Devuan came about after some users felt it had become too desktop-friendly. The change the greybeards objected to most was the decision to replace sysvinit init with systemd, a move felt to betray core Unix principles of user choice and keeping bloat to a bare minimum.
Supporters of init freedom also dispute assertions that systemd is in all ways superior to sysvinit init, arguing that Debian ignored viable alternatives like sinit, openrc, runit, s6 and shepherd. All are therefore included in Devuan.
-- submitted from IRC
(Score: 2) by jmorris on Sunday December 04 2016, @04:39AM
except where it improves is largely in the realm of "nobody cares" (boot time? When was the last time you rebooted your Linux system?)
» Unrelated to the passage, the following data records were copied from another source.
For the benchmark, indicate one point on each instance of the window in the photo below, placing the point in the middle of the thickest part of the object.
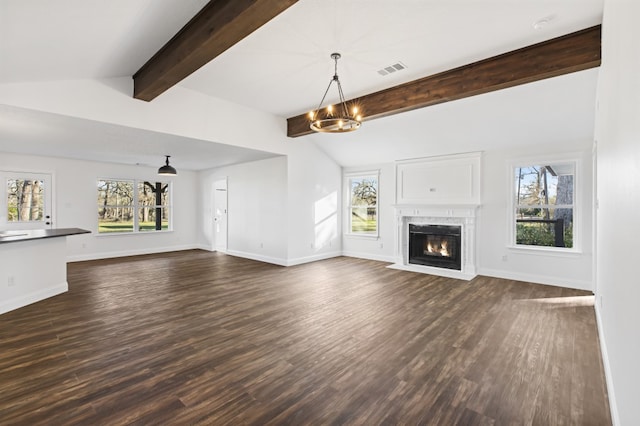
(363, 204)
(544, 205)
(133, 206)
(25, 200)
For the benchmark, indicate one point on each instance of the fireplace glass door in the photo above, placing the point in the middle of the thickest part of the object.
(435, 245)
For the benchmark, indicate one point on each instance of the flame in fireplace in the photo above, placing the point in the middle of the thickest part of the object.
(439, 247)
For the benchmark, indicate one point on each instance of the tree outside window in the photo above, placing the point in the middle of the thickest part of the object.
(133, 206)
(363, 205)
(544, 205)
(25, 200)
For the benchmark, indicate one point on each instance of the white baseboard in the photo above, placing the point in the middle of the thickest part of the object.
(138, 252)
(538, 279)
(314, 258)
(369, 256)
(442, 272)
(613, 407)
(36, 296)
(258, 257)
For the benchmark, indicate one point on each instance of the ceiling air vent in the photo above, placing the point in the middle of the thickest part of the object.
(398, 66)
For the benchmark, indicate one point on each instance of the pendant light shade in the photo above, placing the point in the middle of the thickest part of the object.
(335, 119)
(167, 170)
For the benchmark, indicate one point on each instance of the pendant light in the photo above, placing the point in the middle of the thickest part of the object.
(338, 118)
(167, 170)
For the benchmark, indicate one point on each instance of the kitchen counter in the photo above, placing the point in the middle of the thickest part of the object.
(37, 234)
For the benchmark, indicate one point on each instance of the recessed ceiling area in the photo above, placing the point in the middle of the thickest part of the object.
(31, 132)
(284, 67)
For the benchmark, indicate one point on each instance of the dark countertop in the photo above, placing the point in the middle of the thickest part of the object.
(38, 234)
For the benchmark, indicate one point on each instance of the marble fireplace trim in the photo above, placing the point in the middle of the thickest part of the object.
(464, 216)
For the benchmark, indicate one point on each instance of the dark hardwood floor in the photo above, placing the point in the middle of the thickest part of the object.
(203, 338)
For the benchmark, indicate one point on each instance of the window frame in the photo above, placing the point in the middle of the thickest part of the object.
(137, 207)
(48, 199)
(348, 178)
(513, 206)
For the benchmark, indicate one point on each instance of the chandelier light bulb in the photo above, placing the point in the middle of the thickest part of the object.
(338, 119)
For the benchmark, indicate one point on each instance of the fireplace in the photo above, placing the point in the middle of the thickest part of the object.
(435, 245)
(448, 229)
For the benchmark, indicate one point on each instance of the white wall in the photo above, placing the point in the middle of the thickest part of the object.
(257, 209)
(76, 205)
(383, 247)
(570, 270)
(618, 189)
(314, 204)
(567, 269)
(111, 101)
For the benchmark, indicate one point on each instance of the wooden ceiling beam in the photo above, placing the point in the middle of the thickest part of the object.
(563, 55)
(217, 27)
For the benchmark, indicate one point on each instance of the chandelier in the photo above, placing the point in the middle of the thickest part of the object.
(335, 119)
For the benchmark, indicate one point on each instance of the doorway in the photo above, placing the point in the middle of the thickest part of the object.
(220, 215)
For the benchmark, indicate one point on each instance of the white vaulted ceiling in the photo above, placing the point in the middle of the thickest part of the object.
(283, 69)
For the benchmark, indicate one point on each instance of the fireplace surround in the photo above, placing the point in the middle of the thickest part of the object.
(435, 245)
(458, 219)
Except Devuan even wins on boot time. Installed on an older Thinkpad it goes from grub to the SlimDM login prompt faster than the external LCD can catch up to the mode switching, i.e. screen goes blank after Grub as the kernel switches to the graphical console framebuffer and before it settles and displays an image again, the login prompt is there. This desktop machine I am on right now running Fedora (obviously with systemd) takes much longer to boot.
The problems with Devuan having a formal release seem to mostly be in the installer. Upgrading from Debian has been reliable for some time. And netinstall seems to work too. This has probably delayed the release, not enough pain to motivate the effort to squash the bugs.